VizPCA(object = bc, pcs.use = 1:2)
PCAPlot(object = bc, dim.1 = 1, dim.2 = 2)
PCHeatmap
allows for easy exploration of the primary sources of heterogeneity in a dataset, and can be useful when trying to decide which PCs to include for further downstream analyses. Both cells and genes are ordered according to their PCA scores. Setting cells.use to a number plots the ‘extreme’ cells on both ends of the spectrum, which dramatically speeds plotting for large datasets.
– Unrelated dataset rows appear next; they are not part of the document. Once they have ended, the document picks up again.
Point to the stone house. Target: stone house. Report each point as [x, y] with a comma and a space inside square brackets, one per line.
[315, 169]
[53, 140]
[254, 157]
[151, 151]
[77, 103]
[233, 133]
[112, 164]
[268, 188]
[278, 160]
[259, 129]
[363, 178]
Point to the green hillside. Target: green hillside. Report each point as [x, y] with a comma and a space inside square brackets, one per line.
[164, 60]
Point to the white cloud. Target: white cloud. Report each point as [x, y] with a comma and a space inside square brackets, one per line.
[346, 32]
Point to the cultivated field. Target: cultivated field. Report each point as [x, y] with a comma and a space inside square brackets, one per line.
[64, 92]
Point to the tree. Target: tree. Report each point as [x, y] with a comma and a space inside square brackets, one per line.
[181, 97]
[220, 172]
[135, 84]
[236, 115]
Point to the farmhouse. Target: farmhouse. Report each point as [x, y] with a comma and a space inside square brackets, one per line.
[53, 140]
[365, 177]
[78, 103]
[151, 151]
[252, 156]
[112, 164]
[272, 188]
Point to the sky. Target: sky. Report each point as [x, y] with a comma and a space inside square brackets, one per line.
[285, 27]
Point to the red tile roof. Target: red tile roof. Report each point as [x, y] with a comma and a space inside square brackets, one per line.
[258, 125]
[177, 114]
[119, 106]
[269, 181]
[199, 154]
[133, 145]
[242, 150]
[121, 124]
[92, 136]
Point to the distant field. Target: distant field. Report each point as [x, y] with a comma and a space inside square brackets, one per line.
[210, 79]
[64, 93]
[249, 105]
Though clearly a supervised analysis, we find this to be a valuable tool for exploring correlated gene sets.
PCHeatmap(object = bc, pc.use = 1:12, cells.use = 500, do.balanced = TRUE,
label.columns = FALSE, use.full = FALSE)
Determining number of significant PCs by the PCA Elbow plot
PCElbowPlot(object = bc, num.pc = 30)
Determine clusters based on graph clustering
# save.SNN = T saves the SNN so that the clustering algorithm can be rerun
# using the same graph but with a different resolution value (see docs for
# full details)
bc <- FindClusters(object = bc, reduction.type = "pca", dims.use = 1:25,
resolution = 0.5, print.output = 0, save.SNN = TRUE, force.recalc = TRUE)
How many clusters does this yield? (check bc@ident
). Visualize the clusters using t-SNE
bc <- RunTSNE(object = bc, dims.use = 1:25, do.fast = TRUE)
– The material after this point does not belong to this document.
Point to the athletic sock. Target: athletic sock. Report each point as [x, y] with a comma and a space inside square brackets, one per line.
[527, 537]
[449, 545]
# note that you can set do.label=T to help label individual clusters
TSNEPlot(object = bc)
# find markers for every cluster compared to all remaining cells, report
# only the positive ones
bc.markers <- FindAllMarkers(object = bc, only.pos = TRUE, min.pct = 0.25,
thresh.use = 0.25)
bc.markers %>% group_by(cluster) %>% top_n(4, avg_logFC)
## # A tibble: 60 x 7
## # Groups: cluster [15]
## p_val avg_… pct.1 pct.2 p_val_adj clus… gene
## <dbl> <dbl> <dbl> <dbl> <dbl> <fct> <chr>
## 1 0 0.990 1.00 0.905 0 0 Calm1
## 2 0 0.955 1.00 0.643 0 0 Pcp2
## 3 0 0.869 0.982 0.519 0 0 Chgb
## 4 0 0.749 0.991 0.665 0 0 Trpm1
## 5 3.07e⁻³⁰³ 0.691 1.00 0.995 4.12e⁻²⁹⁹ 1 mt-R…
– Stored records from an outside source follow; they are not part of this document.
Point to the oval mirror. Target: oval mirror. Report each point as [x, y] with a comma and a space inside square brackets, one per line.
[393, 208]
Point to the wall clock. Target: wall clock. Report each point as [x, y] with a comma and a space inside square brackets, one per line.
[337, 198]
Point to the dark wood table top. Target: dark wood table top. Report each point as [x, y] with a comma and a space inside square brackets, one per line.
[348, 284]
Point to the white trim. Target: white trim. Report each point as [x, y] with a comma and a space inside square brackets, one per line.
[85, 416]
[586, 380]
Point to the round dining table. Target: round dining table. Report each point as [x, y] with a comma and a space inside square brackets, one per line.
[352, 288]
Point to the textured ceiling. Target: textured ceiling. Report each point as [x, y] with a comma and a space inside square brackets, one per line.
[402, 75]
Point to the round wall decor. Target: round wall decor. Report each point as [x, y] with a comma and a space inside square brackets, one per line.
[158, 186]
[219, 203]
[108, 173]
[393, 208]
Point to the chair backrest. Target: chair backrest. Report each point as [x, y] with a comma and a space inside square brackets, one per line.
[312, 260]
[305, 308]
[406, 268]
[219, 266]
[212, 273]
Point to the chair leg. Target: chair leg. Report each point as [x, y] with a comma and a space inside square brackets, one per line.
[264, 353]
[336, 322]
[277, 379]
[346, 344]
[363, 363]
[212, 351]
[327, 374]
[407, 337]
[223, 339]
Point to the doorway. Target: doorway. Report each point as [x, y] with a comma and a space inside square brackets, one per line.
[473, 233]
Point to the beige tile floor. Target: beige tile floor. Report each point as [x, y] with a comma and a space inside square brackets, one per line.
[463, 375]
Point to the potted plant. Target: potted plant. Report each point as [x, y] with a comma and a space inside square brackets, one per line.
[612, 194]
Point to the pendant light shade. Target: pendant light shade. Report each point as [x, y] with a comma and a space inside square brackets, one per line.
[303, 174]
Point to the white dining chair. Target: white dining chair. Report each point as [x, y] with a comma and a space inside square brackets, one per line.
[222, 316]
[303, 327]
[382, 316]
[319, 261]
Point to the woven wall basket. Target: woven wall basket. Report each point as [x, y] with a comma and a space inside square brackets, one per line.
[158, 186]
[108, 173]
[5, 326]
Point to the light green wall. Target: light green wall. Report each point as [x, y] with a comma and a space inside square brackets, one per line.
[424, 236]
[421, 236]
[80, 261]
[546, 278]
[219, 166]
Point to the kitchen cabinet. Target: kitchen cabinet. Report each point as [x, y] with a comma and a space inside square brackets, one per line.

## 6 1.39e⁻¹⁴⁸ 0.545 0.931 0.764 1.87e⁻¹⁴⁴ 1 mt-N…
## 7 2.89e⁻¹⁴⁴ 0.582 0.996 0.924 3.87e⁻¹⁴⁰ 1 Calm1
## 8 1.30e⁻¹³³ 0.514 0.978 0.730 1.74e⁻¹²⁹ 1 Trpm1
## 9 0 3.02 1.00 0.0970 0 2 Apoe
## 10 0 2.74 0.996 0.172 0 2 Glul
## # ... with 50 more rows
Check out Fig. 1F in Shekhar et al., 2016. Are you able to distinguish clusters corresponding to bipolar neurons vs. those corresponding to non-bipolar neurons? (Hint: Bipolar cells were enriched in this study using a transgenic line that expresses GFP driven by a transgene corresponding to the marker Vsx2)
DoHeatmap
generates an expression heatmap for given cells and genes. In this case, we are plotting the top 20 markers (or all markers if less than 20) for each cluster.
top10 <- bc.markers %>% group_by(cluster) %>% top_n(10, avg_logFC)
# setting slim.col.label to TRUE will print just the cluster IDS instead of
# every cell name
DoHeatmap(object = bc, genes.use = top10$gene, slim.col.label = TRUE, remove.key = TRUE)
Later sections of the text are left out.